España no sale del juzgado. Tras una década empleada en la instrucción de innumerables casos de corrupción, y derivados, enfilamos otra larga temporada de densas vistas orales, fallos judiciales, recursos mil y casaciones. Este desvarío histórico es demasiado largo en el tiempo como para que nuestro viejo edificio nacional no se resienta y mute en ruinas de la más diversa índole.

Las alarmas de la corrupción lo pringan todo. Estamos en un momento en que nadie sabe si podremos salir del légamo de la desesperanza. Cualquier detalle de color en el horizonte pardea en días u horas a veces. Los datos sobre la mejora de la contratación laboral a pocos animan, la gran noticia, ya estable, del turismo en crecimiento permanente no satisface, y ni siquiera estamos seguros de que no vaya a haber elecciones generales este año de nuevo, a pesar del gesto del razonable PSOE de la gestora que se abstuvo para que nuestra nave tuviera siquiera un piloto tuerto y mutilado.

¿Qué nos pasa? Los comentaristas políticos y analistas sociales tienden a buscar los culpables en los grandes directores sociales: gobiernos, políticos, empresarios .... élites en definitiva.

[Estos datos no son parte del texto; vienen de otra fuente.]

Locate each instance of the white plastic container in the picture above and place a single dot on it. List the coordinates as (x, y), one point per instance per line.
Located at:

Sus grandes equivocaciones han hecho crecer el monstruo de la desconfianza (y el hastío y la ira) hasta convertirlo en una hidra que multiplica sus cabezas por el mundo atufando con su hedor, primero, y amenazando con destruirlo a dentelladas después.

Pero no deberíamos descargar todo el vacíe de nuestro despiece sobre ellos. Algo tendrán que ver también aquellos que deciden tirar por la calle de enmedio y buscar la solución a golpe de plebiscitos. Y llegado hasta aquí, es obligado volver, una vez más, al pensamiento de Hannah Arendt (siempre Arendt cuando rondamos las inmediaciones de los totalitarismos) y recuperar textos como este: «El populacho es principalmente un grupo en el que se hayan representados los residuos de todas las clases. Esta característica hace fácil confundir el populacho con el pueblo, que también comprende todos los estratos de la sociedad. Mientras el pueblo en todas las grandes revoluciones lucha por la verdadera representación, el populacho siempre gritará en favor del hombre fuerte, del gran líder».

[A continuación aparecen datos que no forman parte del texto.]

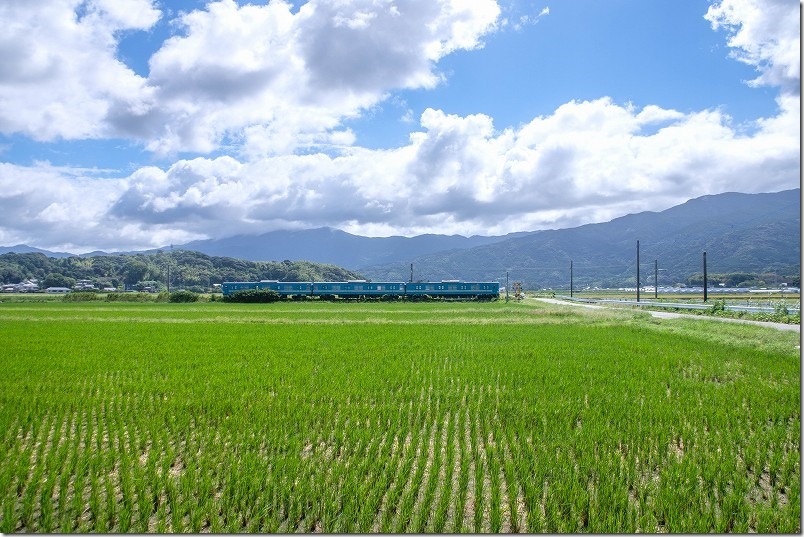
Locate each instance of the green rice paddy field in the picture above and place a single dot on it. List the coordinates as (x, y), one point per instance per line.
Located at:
(378, 417)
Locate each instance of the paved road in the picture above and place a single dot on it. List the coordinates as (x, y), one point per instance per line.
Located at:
(668, 315)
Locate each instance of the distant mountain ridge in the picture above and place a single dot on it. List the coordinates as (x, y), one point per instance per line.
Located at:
(328, 245)
(739, 232)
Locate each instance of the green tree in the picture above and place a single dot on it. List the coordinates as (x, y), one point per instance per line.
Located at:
(134, 271)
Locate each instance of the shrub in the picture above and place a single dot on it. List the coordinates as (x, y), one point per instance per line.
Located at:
(253, 296)
(183, 296)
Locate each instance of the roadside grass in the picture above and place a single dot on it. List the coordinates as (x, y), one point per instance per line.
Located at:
(396, 417)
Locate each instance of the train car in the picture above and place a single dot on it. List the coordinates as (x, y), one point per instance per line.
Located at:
(358, 288)
(286, 289)
(453, 289)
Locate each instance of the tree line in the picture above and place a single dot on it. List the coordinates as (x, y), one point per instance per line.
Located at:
(180, 269)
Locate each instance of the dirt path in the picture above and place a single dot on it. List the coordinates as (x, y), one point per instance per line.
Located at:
(669, 315)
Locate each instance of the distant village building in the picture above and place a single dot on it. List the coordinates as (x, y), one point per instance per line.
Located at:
(58, 290)
(27, 286)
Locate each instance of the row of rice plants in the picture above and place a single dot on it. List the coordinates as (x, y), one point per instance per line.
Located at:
(239, 426)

A estas alturas son demasiadas las personas cultivadas, inteligentes y ponderadas que advierten del peligro. Mas, como hace una década la ausencia de reglas y la codicia impidieron ver el colapso que se cernía sobre la economía y el aplastamiento de amplios grupos sociales en Occidente, ahora la imperiosa necesidad de los nuevos políticos de «asaltar los viejos sistemas corruptos para achatarrarlos y redimirnos como sociedades», impiden detener lo que tiene todas las trazas de ser la liquidación de la democracia.

No hay nada más que observar nuestro patio y alzar la vista por encima de la endeble tapia que nos separa del mundo. Aquí, Podemos y populistas orgánicos como Pedro Sánchez se presentan como la solución acudiendo a la opinión de la gente (¿el populacho de Arendt?), y allá en el mundo, Trump es la hidra que no logró matar Hércules y que reaparece de nuevo en la historia multiplicando sus cabezas en Europa. En tanto que no advirtamos que son la libertad y la democracia las que se nos vienen licuando, no entenderemos lo que nos ocurre. La ira contra el corrupto inspira más que la necesidad de libertad.